Pınar Susmuş ekibi ise hayli organize ve özgüvenliydi. Bu hataların yapılacağını, liste krizi yaşanacağını, hangi isimlerin kriz yaratacağını çok iyi analiz etmişlerdi. Özellikle Pınar Susmuş ekibi ‘kimi yazarsan yaz beni yazma, elin rahat olsun’ diyerek Susmuş’a büyük bir özgüven aşıladılar. Ben listede niçin yokum diye bir serzeniş olmadı. Pınar Susmuş ekibinin başında gecesini gündüzüne katan, ofisini seçim bürosu haline getiren, bu birleşmeleri sağlayan Kemal Kaygün'ün büyük emeği unutulmamalıdır. Bu stratejiyi yönlendiren ve benimle irtibatını hiç kesmeyen, sürecin her safhasını paylaşan Kemal Kaygül'ün emeği unutulmamalıdır.
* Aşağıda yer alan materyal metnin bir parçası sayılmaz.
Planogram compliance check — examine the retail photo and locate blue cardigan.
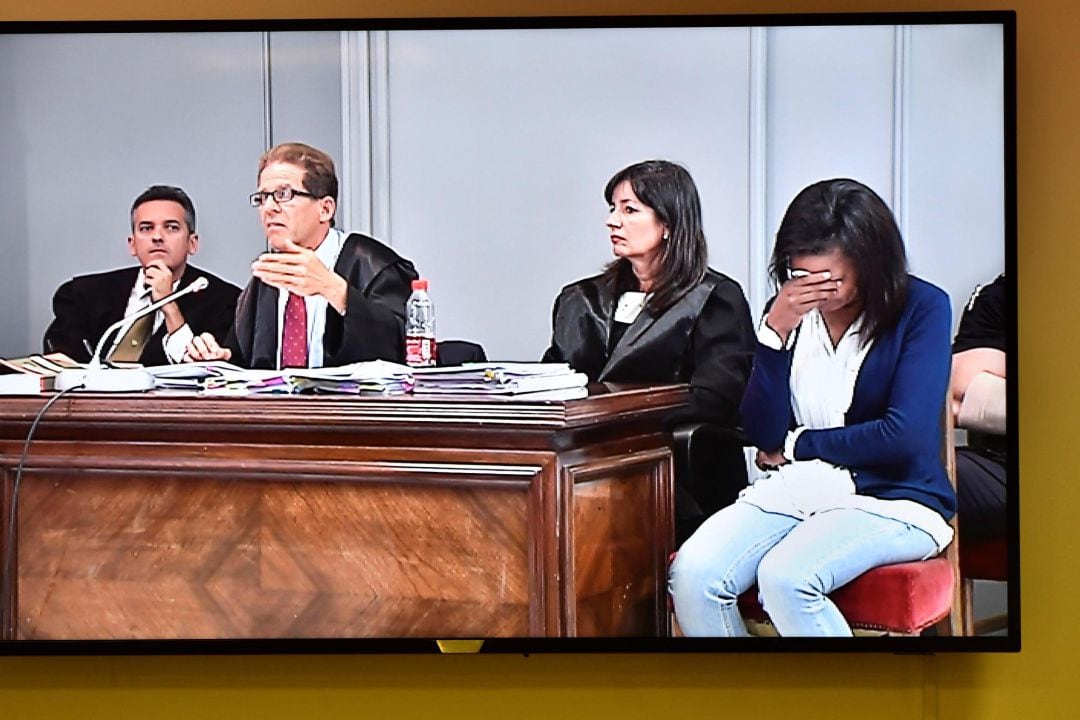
[740,276,956,520]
Konuşmalarda Selçuk Ayhan’ın vazifesini yapan bir akademisyen gibi ekonomiyi tartışan bir misyon takınması, heyecansızlığı delegelere yansıdı. Oysa Pınar Susmuş çok dolu, coşkulu bir konuşma yaparken ‘ben nu işi istiyorum, yapacağım’ diye kararlılığı seçime damgasını vurdu. Sonuçta daha çok isteyen ve örgütün dışındaki hiçbir gücün çekim alanına girmeyen Pınar Susmuş kadın devrimi yaptı.
Adı, sanı sıfatı, makamı ne olursa olsun hiç kimse örgütü hiçe sayamaz. Bu yazıyı görevim gereği gittiğim Diyarbakır’dan yazıyorum. 26 Aralık’ta İzmir’de görüşmek üzere.